The present invention relates to digital signal processing, and more particularly to a number format conversion apparatus for signal processing that supports a variety of fixed and floating point number formats, converting between formats as needed in a signal processing path.
Most digital signal processing is done with signals represented in the form of a series of numerical samples expressed in a fixed point binary number format. The popularity of this format is due to the relative ease with which the most common signal processing operations may be realized in hardware, such as addition, subtraction, comparison and multiplication. Other advantages of this number format that make signals easy to control include good control over rounding errors, a fixed limited range, and a constant resolution over the entire range.
However the fixed range and constant resolution are also great disadvantages for many of the less common signal processing operations, such as squares, square roots, logarithms, exponentials and divides. In order to maintain precision in the result, each of these operations requires either a large expansion or contraction of word size for the numerical samples if a fixed number format is used. For example squaring a sixteen bit number produces a result requiring 32 bits. For these cases, therefore, a floating point number format is more appropriate. Unfortunately it is much more difficult to implement addition, subtraction and comparison operations for a floating point number format, so much so that it would become prohibitively expensive to do so in many cases.
Often in a digital signal processing environment the magnitude of a vector or imaginary number representing a signal is desired. To determine the magnitude two orthogonal vector components are derived from respective signal sources, providing digital integer number values. The integer values are each squared, the squares summed, and the square root of the result is obtained, usually from a read only memory lookup table. Since the read only memory has a limited number of inputs, it is desired to convert the sum of the squares to a floating point number. To take the square root the exponent of the floating point number needs to be limited so that the number of bits that access the lookup table is not excessive. This requires added circuitry to determine the size of the exponent and to limit and shift.

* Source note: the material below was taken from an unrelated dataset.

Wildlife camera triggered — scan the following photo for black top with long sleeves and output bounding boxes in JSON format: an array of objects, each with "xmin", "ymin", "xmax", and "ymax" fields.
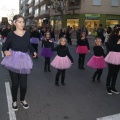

Another example in the digital video effects environment is reverse addressing when determining which combination of pixels from an input frame of a video image needs to be accessed to provide a corresponding pixel at the output. This requires three sources that provide digital integer numbers. The numbers from two of the sources are divided by the number from the third source, which requires converting to a floating point number format. To get the two addresses from the results requires converting back to a fixed point number format. Previously specific circuitry was required for each type of number format.
What is needed is hardware that supports a variety of fixed and floating point number formats, converting between number formats as needed in a signal processing path.